Tuesday, February 22, 2011

The Problem at the End of A Wonderful Life

THIS DISCUSSION/REVIEW of Mr. Smith Goes To Washington and It's a Wonderful Life CONTAINS SPOILERS

I just finished watching the Frank Capra classic Mr. Smith Goes to Washington for the first time. Somewhere in my youngest days I may have seen snatches of it when it played on Saturday Night at the Movies, but the time I took it out from the library years ago I'm fairly certain I watched only part of it and left the rest. You pretty much know the end from the beginning, because... well it's Frank Capra and that happy ending sells hope, soap and movie tickets.

It's the classic formula, with the hero fighting for the right. Setback after setback leaves the viewer biting nails, and just when things seem darkest of all and hope is lost, hurrah! The good guy wins.

My DVD player (or rather, my Mac) has a small control panel that tells how much of the movie has played and how much remains. I was surprised, therefore when the little green numbers indicated that there were less than two minutes left in the film, after 127 minutes played, and the end is still not beginning. It's the famous filibuster scene. Not only has congress become weary, I imagine audiences were, too. "How long is this going to last?" Just before rigor mortis sets in, suddenly, with a flourish finish, it's over.

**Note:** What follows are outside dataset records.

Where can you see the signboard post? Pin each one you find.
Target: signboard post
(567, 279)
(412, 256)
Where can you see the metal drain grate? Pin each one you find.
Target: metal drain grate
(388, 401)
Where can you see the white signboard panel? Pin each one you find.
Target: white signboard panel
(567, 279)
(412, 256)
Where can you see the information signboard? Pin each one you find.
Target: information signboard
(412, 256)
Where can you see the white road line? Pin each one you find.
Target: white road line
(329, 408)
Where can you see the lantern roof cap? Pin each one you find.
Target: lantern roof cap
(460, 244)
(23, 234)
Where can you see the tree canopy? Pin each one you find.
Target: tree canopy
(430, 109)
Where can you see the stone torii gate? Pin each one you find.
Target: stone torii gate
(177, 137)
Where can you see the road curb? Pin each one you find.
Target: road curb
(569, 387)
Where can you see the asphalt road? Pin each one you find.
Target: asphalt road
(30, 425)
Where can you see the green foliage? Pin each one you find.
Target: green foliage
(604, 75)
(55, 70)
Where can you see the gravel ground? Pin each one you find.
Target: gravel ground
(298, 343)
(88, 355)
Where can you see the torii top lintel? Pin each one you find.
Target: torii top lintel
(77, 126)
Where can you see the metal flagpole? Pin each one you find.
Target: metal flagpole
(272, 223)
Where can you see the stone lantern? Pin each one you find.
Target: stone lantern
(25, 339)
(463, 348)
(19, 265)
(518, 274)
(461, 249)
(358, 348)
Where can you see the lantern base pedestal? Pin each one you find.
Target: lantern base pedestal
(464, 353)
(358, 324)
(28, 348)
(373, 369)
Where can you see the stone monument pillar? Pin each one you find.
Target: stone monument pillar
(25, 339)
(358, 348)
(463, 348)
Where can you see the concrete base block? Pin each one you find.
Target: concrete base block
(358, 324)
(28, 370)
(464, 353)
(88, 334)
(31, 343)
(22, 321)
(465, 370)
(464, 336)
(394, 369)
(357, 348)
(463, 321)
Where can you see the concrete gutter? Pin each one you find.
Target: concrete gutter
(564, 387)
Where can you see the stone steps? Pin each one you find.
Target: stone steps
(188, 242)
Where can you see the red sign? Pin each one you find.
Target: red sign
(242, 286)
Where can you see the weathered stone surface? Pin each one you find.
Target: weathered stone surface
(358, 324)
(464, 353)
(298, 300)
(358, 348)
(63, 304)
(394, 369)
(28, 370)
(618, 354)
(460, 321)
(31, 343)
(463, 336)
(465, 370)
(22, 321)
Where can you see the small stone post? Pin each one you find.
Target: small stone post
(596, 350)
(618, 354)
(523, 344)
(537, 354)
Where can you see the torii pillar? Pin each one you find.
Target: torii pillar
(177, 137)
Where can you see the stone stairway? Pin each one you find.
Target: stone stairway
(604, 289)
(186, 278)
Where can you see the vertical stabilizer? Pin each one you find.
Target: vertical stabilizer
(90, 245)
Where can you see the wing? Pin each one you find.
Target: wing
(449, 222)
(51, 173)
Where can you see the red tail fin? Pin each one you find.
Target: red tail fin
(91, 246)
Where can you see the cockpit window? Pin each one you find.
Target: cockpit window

So there you have it, the Capra formula with his good-hearted star Jimmy Stewart walking the plank and sinking, down down down and then whoosh… Victory.

The structure so paralleled It's A Wonderful Life, which stars the same lovable hero, that my mind fixated on the problem I had with A Wonderful Life's tidy ending. That's a perennial favorite for many Americans at Christmas time, almost more important than going to church for some.

The most recent time I watched that film, about a month ago, I noticed that even though it feels good at the end when Clarence gets his wings, there is a problem, a complication that the film never addresses. As you recall George Bailey has just experienced the ultimate nightmare, what life would have been like had he never existed. Then, he is gratefully wakened and returns to the realities that he'd failed to recognize while in his puddle of despair. Fortunately, his lifetime of generosity comes back to him as friends line up to give their all in order to keep George from going to jail for fraud. Yes, George was in serious trouble, but all those people he helped when they'd been in trouble returned, like good karma, to help him when he was down.

So, what's my problem with that? Well, he needed $7,000 and all these people made sacrifices of all kinds, laying their money on the table so that it was a big pile of cash that the accountant tallied as it happened. Then, there's a phone call from an old friend saying he was wiring $25,000 for old Georgie boy because he heard George was in trouble.

Everybody there was cheerful and happy and the movie goers were happy... but don't you think one of the people who just gave so cheerfully might have gone to bed stewing over this thought, "How do you like that? I really didn't have to raid my piggy bank since that fellow from New York just wired more than three times what George needed."

Maybe I shouldn't think too deeply about that one.

Old movies loved keeping things tidy, which is O.K. probably. Real life is a bit more complex. But even though life is messy sometimes, it really is still wonderful. And better than the alternative.


LEWagner said...

"Old movies loved keeping things tidy, which is O.K. probably. Real life is a bit more complex."

I think you're right, there. Life on this earth IS a bit complex.
Thankfully, the afterlife can be known, however, by going to church on Sundays, and by reading and believing the Holy Bible.
The Holy Bible tells us that the only requirement for eternal salvation is to have accepted Jesus as personal savior.
What could be more simple!!

ENNYMAN said...

Thanks for the comment.
And yes, the Holy Bible is a bit more complex than that.